不動産売却で用意する書類には、主に告知書というものが存在し、取引において重要な役割を持っています。
本記事では、告知書の定義や記載項目について解説します。
告知書の定義と法的背景
告知書とは、売却する不動産の状態や過去の履歴を、契約前に買主へ伝えるための書面です。
実務では、物件状況報告書とも呼ばれ、雨漏りや修繕歴など、売主が把握している事実を整理します。
また、付帯設備表をあわせて作成すれば、設備の有無や作動状況も確認しやすくなるでしょう。
背景には、契約内容に合わない物件を引渡した際に責任が生じる、契約不適合責任があります。
そのため、書面で現状を共有しておくことは、売主の責任範囲を明確にするうえでも欠かせません。
買主が納得して判断できるよう、知っている情報を正直に示す姿勢が大切です。
記載が必要な主な項目例
告知書に記載する内容は、建物や土地の不具合、周辺環境、法的な制限など多岐にわたります。
たとえば、雨漏りやシロアリ被害、給排水管の不具合は、物理的な項目として整理が必要です。
また、境界標の有無や越境、地中埋設物の可能性など、土地に関する情報も重要でしょう。
騒音や悪臭などの環境面、事故や事件などの心理的な事情も、把握している範囲で伝えます。
さらに、建築制限やマンションの管理規約など、利用に影響する情報も確認しておきたい項目です。

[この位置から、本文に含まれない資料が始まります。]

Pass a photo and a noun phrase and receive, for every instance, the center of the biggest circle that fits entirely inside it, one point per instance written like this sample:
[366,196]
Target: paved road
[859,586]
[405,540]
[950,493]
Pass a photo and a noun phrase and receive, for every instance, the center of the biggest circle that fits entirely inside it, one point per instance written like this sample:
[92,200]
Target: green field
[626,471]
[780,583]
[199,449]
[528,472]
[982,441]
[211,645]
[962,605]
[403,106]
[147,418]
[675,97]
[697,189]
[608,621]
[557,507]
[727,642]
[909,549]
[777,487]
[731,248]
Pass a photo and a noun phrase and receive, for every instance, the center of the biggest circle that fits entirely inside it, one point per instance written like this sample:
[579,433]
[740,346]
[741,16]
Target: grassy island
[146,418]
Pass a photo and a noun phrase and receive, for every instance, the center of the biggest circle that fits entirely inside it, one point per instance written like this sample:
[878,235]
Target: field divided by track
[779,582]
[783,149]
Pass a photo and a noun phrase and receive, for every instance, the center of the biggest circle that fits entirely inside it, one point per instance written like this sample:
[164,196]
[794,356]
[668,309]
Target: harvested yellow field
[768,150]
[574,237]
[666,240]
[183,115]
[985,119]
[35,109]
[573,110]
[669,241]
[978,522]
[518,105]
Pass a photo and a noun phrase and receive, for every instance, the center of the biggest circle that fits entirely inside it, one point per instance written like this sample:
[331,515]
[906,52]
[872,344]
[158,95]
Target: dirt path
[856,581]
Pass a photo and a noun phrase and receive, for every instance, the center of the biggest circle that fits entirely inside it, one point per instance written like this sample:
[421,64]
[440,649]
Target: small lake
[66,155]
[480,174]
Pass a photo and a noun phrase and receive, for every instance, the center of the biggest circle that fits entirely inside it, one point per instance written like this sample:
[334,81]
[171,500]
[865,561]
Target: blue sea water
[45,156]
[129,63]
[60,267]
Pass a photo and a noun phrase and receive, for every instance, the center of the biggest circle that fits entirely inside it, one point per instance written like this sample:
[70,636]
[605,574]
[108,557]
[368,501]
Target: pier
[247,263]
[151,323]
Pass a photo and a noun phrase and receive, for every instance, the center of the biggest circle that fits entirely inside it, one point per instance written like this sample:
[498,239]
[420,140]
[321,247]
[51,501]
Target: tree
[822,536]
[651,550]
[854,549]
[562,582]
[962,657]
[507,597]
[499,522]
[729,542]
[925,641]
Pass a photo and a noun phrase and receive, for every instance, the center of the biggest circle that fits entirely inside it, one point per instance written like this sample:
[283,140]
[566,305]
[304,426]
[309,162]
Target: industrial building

これらを具体的に書くことで、買主は物件の現状をより落ち着いて判断できます。
売主と買主のメリット
告知書は、売主が物件の状態を一貫して説明するための資料として役立ちます。
事前に不具合や修繕歴を伝えておけば、引渡し後の認識違いを減らしやすくなるでしょう。
また、知っている情報を隠さず示す姿勢は、買主や仲介会社からの信頼にもつながります。
一方で買主は、見えにくい部分の状態まで踏まえて、購入後の費用や暮らし方を考えやすくなるでしょう。
そのため、双方が同じ情報をもとに話し合える点は、取引を進めるうえで大きな安心材料です。
告知書は、売主と買主の不安を減らし、納得感のある売買を支える書類といえます。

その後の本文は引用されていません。